Schindler’s unexceptional postwar life and Emilie’s own testimony to Schindler’s unexceptional nature end the narrative on a key aspect of Keneally’s exploration of good and evil: These deeds, both good and evil, are carried out by perfectly ordinary people. Schindler’s affable salesman nature does nothing for him after the war; all his business ventures fail. Nothing about him makes his business ventures succeed so thoroughly that he can hoodwink a regime like the Nazis. His postwar failings hint at how, during the Holocaust, his successes instead rely a vast network of people who all defy the injustices of the Nazi regime. Pfefferberg, Stern, and Bankier’s connections to the black market and community of Cracow give Schindler the wide-ranging connections he needs to pull off his briberies. Keneally is careful to frame Schindler’s story as the story of a regular man who finds himself in a community of like-minded people and can do good—and not the story of a superhuman hero who singlehandedly saves the day.

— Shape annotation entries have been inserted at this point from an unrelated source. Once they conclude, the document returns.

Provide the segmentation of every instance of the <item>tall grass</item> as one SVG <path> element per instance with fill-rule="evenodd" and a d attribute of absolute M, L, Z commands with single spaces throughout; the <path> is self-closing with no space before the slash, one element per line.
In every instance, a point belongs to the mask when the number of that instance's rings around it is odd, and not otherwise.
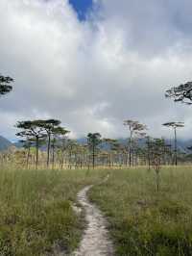
<path fill-rule="evenodd" d="M 0 255 L 69 254 L 80 242 L 82 219 L 72 202 L 102 172 L 0 170 Z"/>
<path fill-rule="evenodd" d="M 116 255 L 192 255 L 192 169 L 112 170 L 90 199 L 109 221 Z"/>

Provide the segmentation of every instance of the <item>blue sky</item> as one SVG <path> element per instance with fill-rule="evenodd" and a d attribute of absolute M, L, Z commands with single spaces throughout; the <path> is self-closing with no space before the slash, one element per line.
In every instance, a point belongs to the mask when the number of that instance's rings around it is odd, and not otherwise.
<path fill-rule="evenodd" d="M 93 5 L 92 0 L 69 0 L 69 3 L 77 12 L 80 20 L 85 19 L 88 10 L 90 10 Z"/>
<path fill-rule="evenodd" d="M 191 0 L 0 0 L 0 72 L 14 79 L 0 135 L 57 118 L 72 138 L 121 138 L 134 119 L 156 138 L 173 134 L 162 123 L 184 121 L 179 137 L 191 138 L 191 108 L 164 97 L 192 79 L 191 10 Z"/>

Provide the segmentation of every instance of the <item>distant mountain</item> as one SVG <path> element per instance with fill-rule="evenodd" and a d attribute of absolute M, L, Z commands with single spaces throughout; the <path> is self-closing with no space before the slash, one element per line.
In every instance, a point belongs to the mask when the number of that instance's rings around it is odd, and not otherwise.
<path fill-rule="evenodd" d="M 12 145 L 12 143 L 9 140 L 0 136 L 0 151 L 8 149 Z"/>

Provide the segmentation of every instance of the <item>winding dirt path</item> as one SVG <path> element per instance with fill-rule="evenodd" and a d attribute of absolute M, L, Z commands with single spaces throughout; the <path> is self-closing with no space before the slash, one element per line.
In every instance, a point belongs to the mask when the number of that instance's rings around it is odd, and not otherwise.
<path fill-rule="evenodd" d="M 87 186 L 78 193 L 78 201 L 85 211 L 87 227 L 84 230 L 79 249 L 74 256 L 112 256 L 113 245 L 108 239 L 107 220 L 101 211 L 87 198 L 87 192 L 93 186 Z"/>

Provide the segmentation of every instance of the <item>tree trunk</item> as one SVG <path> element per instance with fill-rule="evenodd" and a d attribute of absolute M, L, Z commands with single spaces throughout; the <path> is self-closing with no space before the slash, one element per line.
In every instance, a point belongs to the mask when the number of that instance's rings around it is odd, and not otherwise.
<path fill-rule="evenodd" d="M 175 134 L 175 165 L 178 166 L 178 145 L 177 145 L 177 131 L 176 127 L 174 128 Z"/>
<path fill-rule="evenodd" d="M 50 146 L 51 146 L 51 134 L 49 132 L 48 133 L 48 145 L 47 145 L 47 168 L 49 167 Z"/>
<path fill-rule="evenodd" d="M 39 138 L 36 137 L 36 168 L 37 169 L 38 168 L 38 144 L 39 144 Z"/>

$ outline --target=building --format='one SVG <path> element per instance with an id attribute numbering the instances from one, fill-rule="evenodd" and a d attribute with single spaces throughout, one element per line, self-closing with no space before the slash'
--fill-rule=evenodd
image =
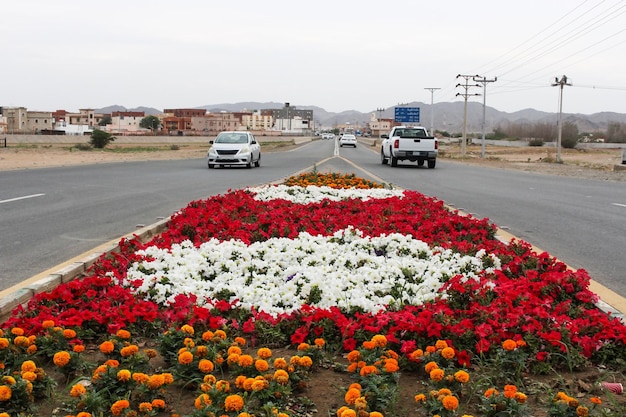
<path id="1" fill-rule="evenodd" d="M 310 133 L 313 130 L 313 110 L 298 110 L 289 103 L 282 109 L 268 109 L 274 119 L 274 130 L 289 133 Z"/>

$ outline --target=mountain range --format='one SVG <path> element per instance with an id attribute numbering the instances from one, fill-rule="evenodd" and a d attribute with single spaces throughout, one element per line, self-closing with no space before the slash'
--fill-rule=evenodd
<path id="1" fill-rule="evenodd" d="M 411 102 L 405 104 L 407 107 L 419 107 L 421 124 L 431 127 L 431 110 L 433 113 L 433 125 L 437 130 L 457 133 L 463 130 L 463 113 L 465 103 L 457 102 L 440 102 L 434 105 Z M 284 103 L 277 102 L 240 102 L 240 103 L 221 103 L 207 104 L 204 106 L 194 107 L 196 109 L 205 109 L 212 113 L 221 111 L 241 112 L 254 111 L 263 109 L 280 109 Z M 353 126 L 365 126 L 369 122 L 371 114 L 375 117 L 393 119 L 395 106 L 388 107 L 382 111 L 372 110 L 362 113 L 356 110 L 346 110 L 339 113 L 328 112 L 317 106 L 292 106 L 300 110 L 313 110 L 313 118 L 315 126 L 320 128 L 333 128 L 338 125 L 350 123 Z M 161 114 L 163 111 L 153 107 L 135 107 L 127 109 L 123 106 L 113 105 L 97 109 L 101 113 L 111 113 L 114 111 L 142 111 L 146 115 Z M 467 103 L 467 131 L 476 133 L 482 131 L 483 105 L 477 102 Z M 557 123 L 558 113 L 542 112 L 534 109 L 524 109 L 513 113 L 507 113 L 487 106 L 485 108 L 485 130 L 493 131 L 494 128 L 510 123 Z M 609 123 L 626 123 L 626 114 L 614 112 L 600 112 L 590 115 L 580 113 L 563 113 L 563 122 L 571 122 L 578 126 L 579 132 L 595 132 L 605 131 Z"/>

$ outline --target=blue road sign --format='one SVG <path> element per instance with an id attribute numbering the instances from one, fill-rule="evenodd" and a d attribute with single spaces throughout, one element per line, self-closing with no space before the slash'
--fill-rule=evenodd
<path id="1" fill-rule="evenodd" d="M 399 123 L 419 123 L 420 108 L 419 107 L 395 107 L 394 120 Z"/>

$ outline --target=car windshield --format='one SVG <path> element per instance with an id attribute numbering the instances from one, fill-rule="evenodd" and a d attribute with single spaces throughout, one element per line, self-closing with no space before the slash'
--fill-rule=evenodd
<path id="1" fill-rule="evenodd" d="M 425 138 L 428 136 L 424 129 L 398 129 L 396 135 L 403 138 Z"/>
<path id="2" fill-rule="evenodd" d="M 220 133 L 215 143 L 248 143 L 248 135 L 245 133 Z"/>

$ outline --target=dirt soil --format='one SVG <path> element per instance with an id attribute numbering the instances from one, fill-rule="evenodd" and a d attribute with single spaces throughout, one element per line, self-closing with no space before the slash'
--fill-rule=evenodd
<path id="1" fill-rule="evenodd" d="M 284 151 L 296 146 L 265 144 L 263 151 Z M 176 149 L 162 143 L 120 144 L 100 150 L 79 150 L 69 144 L 21 144 L 0 148 L 0 171 L 111 162 L 199 159 L 206 156 L 206 151 L 207 146 L 202 143 L 181 144 Z M 440 159 L 445 161 L 600 181 L 626 181 L 626 165 L 621 165 L 622 151 L 618 148 L 563 149 L 562 163 L 556 162 L 554 148 L 486 146 L 485 158 L 481 158 L 481 154 L 481 147 L 477 145 L 469 145 L 465 157 L 461 155 L 459 145 L 442 144 L 440 147 Z M 620 169 L 622 167 L 624 169 Z"/>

Keneally highlights the ordinariness of the evil and good at play through his description of the end of the war. When the Brinnlitz prisoners are freed, no change in the world delineates the last day of the war from the first day of peace. When the war ends, the prisoners are left entirely alone in the camp with only a single, shabby Soviet officer to inform them that they’re free. The ordinariness of being free is jarring, and many prisoners choose to stay in the camp for several days because of the difficulty in processing their sudden and dramatic change of circumstances. No fanfare or heroic rescue accompanies the Jewish prisoners’ release. They trickle out of Brinnlitz and scatter in an incredibly anticlimactic way. Keneally uses this anticlimactic freedom to emphasize that the prisons and camps, despite their horrors, resulted from the extreme machinations of an otherwise perfectly ordinary government bureaucracy.
Community is necessary to the survival of the Brinnlitz prisoners. Emilie Schindler takes on the task of spending most of her waking hours and funds on caring for the sick and dying women rescued from Auschwitz-Birkenau. Her desire to give her time and resources to the community saves lives. Other acts of community, such as laughter in Auschwitz and proper Jewish burials, keep the prisoners resilient in the face of Nazi oppression. The acts of goodness that Keneally portrays in the novel are always rooted in some sense of community, whether it’s potential oppressors breaking bread with the people they should be oppressing or the oppressed continuing the rituals and activities of normal human life while enclosed by barbed wire. Conversely, the Nazis’ plans rely on dividing and fracturing these communities: Schindler is sent to a torture prison for kissing a Jewish girl, the ghetto is split in half by the Aryan trolley system, and people like Symche Spira are intentionally turned against their own community. Goeth’s arbitrary executions in Płaszów contribute by forcing prisoners into “anonymous labor” to avoid their own executions. The anonymity of efficient enslaved laborers that the Nazis desire is antithetical to the human connections of community in Brinnlitz, such as when Schindler invites Garde to stay up with him in hopes of learning about Hitler’s death. The pragmatic survival methods of Schindler and Cracow’s Jewish community are a way of maintaining human connections of community in defiance of a system that wishes to dissolve communal ties.